Forschung

1. Gegenstand

Die Türkei ist ein Land historischer und aktueller Nähe zu Europa. Geographisch: Ein Teil der Türkei liegt in Europa. Historisch: Das Osmanische Reich trat das Erbe Ostroms an und überlieferte die Errungenschaften der griechischen Antike. Politisch: Die Türkei hat sich seit ihrer Gründung den Werten westlicher Demokratien verpflichtet. Dass ein großer Teil ihrer Bürger an Allah glaubt, hat diese Nähe nicht behindert.

Die Entwicklung der Türkei vom Osmanischen Reich zum Nationalstaat verlief allerdings - anders als in den Ländern Mitteleuropas – als eine Bewegung der politischen Staatselite und nicht als bürgerliche Revolution. Will man nicht nur die Nähe ins Auge fassen, sondern ebenso die Ferne der Türkei von Europa, so ist dieser Unterschied sicher eine Schlüsselvariable in der Erklärung von Distanz.

Doch nach dem II. Weltkrieg bestätigten die Türken die demokratische Staatsverfassung in der Wahl von 1950. Die Türkei gliederte sich in die verschiedenen Organisationen der westlichen Staatengemeinschaft ein. Zugleich pflegt die laizistische Türkei die enge Verbindung mit islamischen Ländern, auch solchen, in denen der Islam die Staatsführung bestimmt. Das Land bildet deshalb politisch und kulturell eine Brücke zwischen Orient und Okzident. Maßgeblich für ihre politische Positionierung ist aber auch, dass die Türkei ein wirtschaftliches Schwellenland ist und sich um die EU-Mitgliedschaft bemüht.

In der Diskussion um den EU-Beitritt werden kulturelle, politische und historische Unterschiede der Türkei zu den Mitgliedsländern zum Thema. Die Verwendung dieser Unterschiede für eine lobende oder tadelnde Beurteilung der Türkei ist ein probates Mittel der deutschen Türkei-Politik. Die Qualität politischer Lösungen wird aber davon abhängen, welchen Realitätsbezug die Urteile haben. Und hier ist über politische Analysen hinaus die wissenschaftliche Detaillerecherche gefragt.

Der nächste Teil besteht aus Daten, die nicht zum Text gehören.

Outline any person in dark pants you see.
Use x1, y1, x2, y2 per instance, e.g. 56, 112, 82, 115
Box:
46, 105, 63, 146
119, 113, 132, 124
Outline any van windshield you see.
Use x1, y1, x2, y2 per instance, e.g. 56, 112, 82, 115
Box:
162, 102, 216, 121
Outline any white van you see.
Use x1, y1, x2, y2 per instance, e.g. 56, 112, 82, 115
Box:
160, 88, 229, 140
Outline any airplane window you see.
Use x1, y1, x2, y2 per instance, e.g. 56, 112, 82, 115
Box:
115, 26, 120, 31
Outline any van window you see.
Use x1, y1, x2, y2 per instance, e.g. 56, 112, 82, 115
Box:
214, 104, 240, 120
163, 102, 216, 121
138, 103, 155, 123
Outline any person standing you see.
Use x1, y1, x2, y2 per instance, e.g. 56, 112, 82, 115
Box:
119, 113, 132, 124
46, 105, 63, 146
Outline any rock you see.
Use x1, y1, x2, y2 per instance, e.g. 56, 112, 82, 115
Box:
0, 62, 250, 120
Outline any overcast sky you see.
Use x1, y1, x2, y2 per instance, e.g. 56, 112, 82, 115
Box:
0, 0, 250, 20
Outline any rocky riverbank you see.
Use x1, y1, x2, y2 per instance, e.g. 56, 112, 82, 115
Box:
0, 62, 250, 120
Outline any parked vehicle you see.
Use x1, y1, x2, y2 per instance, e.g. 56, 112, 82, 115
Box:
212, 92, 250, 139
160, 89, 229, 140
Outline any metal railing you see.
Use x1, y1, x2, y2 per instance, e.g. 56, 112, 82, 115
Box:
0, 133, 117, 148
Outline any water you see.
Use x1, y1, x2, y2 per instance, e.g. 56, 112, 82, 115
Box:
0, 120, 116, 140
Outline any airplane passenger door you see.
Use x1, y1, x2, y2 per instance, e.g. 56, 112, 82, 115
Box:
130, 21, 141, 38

Dies erfordert ein Ausholen in der Bearbeitung der Forschungsthemen. Die allgemeine Wissensbasis über die Türkei ist zumindest in Deutschland schmal im Verhältnis zu dem Wissen über die unmittelbaren Nachbarn. Wer, außer einigen Fachleuten, weiß zum Beispiel Bescheid über Verwaltungssystem, politische Kultur, kulturelle und soziale Pluralität der türkischen Gesellschaft? Soll aber Dialog und Praxis der bilateralen Beziehungen nicht auf tönernen Füssen stehen, muss der allgemeine Informationsfluss zwischen Deutschland und der Türkei verdichtet und erweitert werden. Historische und aktuelle Information über die Türkei werden darüber hinaus nur aussagekräftig vor einem erklärenden Hintergrund. Wenn dieser fehlt, entstehen Vorurteile. Diese bilden die Grundlage für Ausländerfeindlichkeit.

Meine Arbeiten bieten neue Information über Geschichte und Gegenwart der Türkei und der deutsch-türkischen Beziehungen.

Die Arbeiten sind fachübergreifend und sie sind in Fachorganen unterschiedlicher Disziplinen in Deutschland und der Türkei in Deutsch, Englisch und Türkisch erschienen. Zusammenfassungen und journalistische Arbeiten sind in nicht-wissenschaftlichen Periodika publiziert.

2. Vorgehen

Das Vorgehen bei der Recherche zu den Grundlagen der vorgestellten Publikationen entspricht insgesamt den üblichen Methoden der Literaturrecherche, historischer Quellenforschung, sowie den Verfahren zur Erhebung mündlicher Überlieferung. Im Anschluss wird die Forschungsmethodik nicht in Form eines Arbeitsberichts vorgeführt, also Arbeits- und Auswertungspläne, Interviewleitfäden und Statistiken vorgelegt, sondern es werden einige allgemeine Merkmale der Forschung vorgestellt.

Die Beschreibung zeigt einen prägnanten Ausschnitt meiner Untersuchungen, die ich in der Türkei durchgeführt habe.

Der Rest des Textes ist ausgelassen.